Anchored Correlation Explanation: Topic Modeling with Minimal Domain Knowledge

Abstract

  • This paper formally applies CorEx to topic modeling, emphasizing the advantages compared to LDA.

    • No structural assumptions need to be made for the data, and compared to LDA, CorEX has fewer hyperparameters
    • Different from LDA, it can be generalized to hierarchical models and semi-supervised models without any structural modifications to the model
  • The iterative process of the model still follows these steps:

    \[ p_t(y_j) = \sum _{\overline{x}} p_t(y_j | \overline{x})p(\overline{x}) \\ \]

    \[ p_t(x_i | y_j) = \sum _{\overline{x}} p_t(y_j|\overline{x})p(\overline{x}) \mathbb{I} [\overline{x}_i = x_i]/p_t(y_j) \\ \]

    \[ \log p_{t+1} (y_j | x^l) = \log p_t(y_j) + \sum _{i=1}^n \alpha _{i,j}^t \log \frac{p_t(x_i^l | y_j)}{p(x_i^l)} - \log \mathbb{Z} _j (x^l) \\ \]

  • Due to the use of bag-of-words information and the processing of sparse matrices, the calculation of edge probabilities and conditional probabilities is very fast. The slowest step in the iteration is the third formula, which is to calculate the topic distribution of all documents. We rewrite the summation of logarithmic terms in this formula:

    \[ \log \frac{p_t(x_i^l | y_j)}{p(x_i^l)} = \log \frac{p_t(X_i=0|y_j)}{p(X_i=0)} + x_i^l \log (\frac{p_t(X_i^l=1|y_j)p(X_i=0)}{p_t(X_i=0|y_j)p(X_i^l=1)}) \]

  • The cumulative calculation is performed for each document, computing the likelihood over the entire dictionary, however, only a small portion of the words in the dictionary appear in each document. When a word in the dictionary does not appear in the document, only the first term in the above formula is not zero; when the word does appear, the term \(\log P(X_i^l=1|y_j)/p(X_i^l=1)\) is zero, with the remaining terms retained, thus the author prioritizes the assumption that the word is not present in the document and then updates and supplements the probability terms for those words that do appear. After such optimization, the calculation speed of CorEx is similar to that of LDA.

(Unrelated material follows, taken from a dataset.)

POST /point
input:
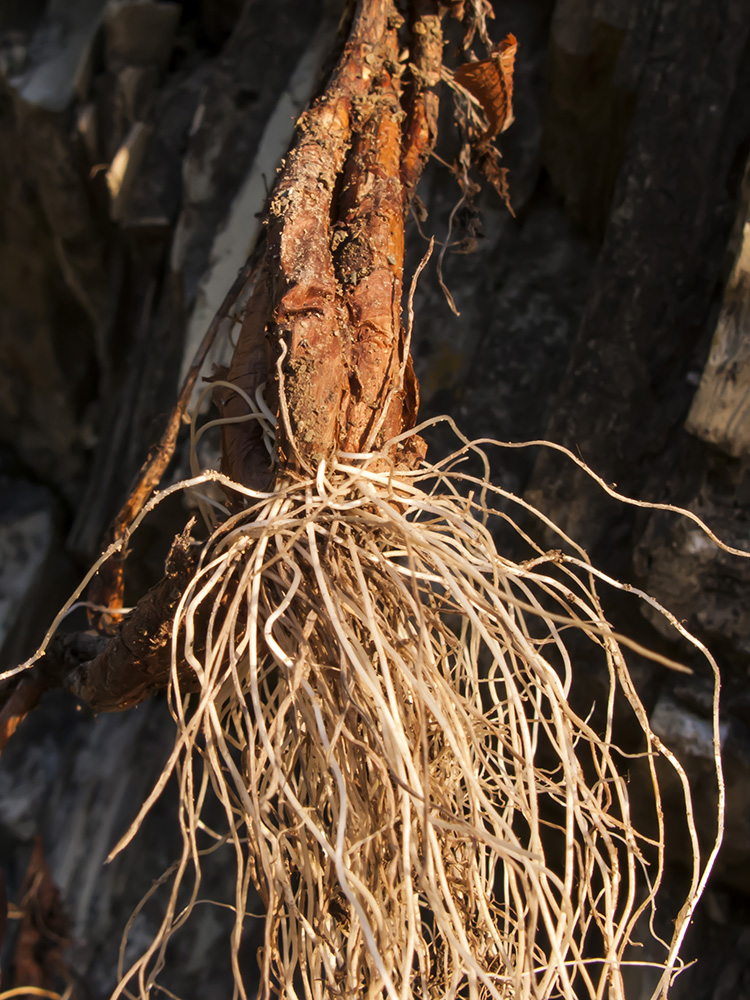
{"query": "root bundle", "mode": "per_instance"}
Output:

  • The greatest benefit of this optimization is that the computational complexity is only linearly related to the number of documents and the number of topics, thus making it possible to compute over large-scale documents with large-scale topics.

    Semi-supervised

  • Some value in the weight matrix can be fixed. The normal \(\alpha\) is in the 01 interval, and the anchor of the i-th word in the j-th topic can be set to \(\beta _{i,j}\), where \(\beta\) is the strength of the anchor.

  • This approach can assign an anchor word to each topic, with one or more words as an anchor, offering great flexibility.

  • In business terms, the advantages of CorEx lie in:

    • Extremely fast in training with a very large number of topics.
    • It is convenient to anchor words to adapt to the field.
    • The themes in CorEx are non-overlapping; there will be no repeated themes
  • Iterative hierarchical topics are based on the hierarchical method of the previous paper, hierarchical topics can be used to aggregate concepts and divide subtopics.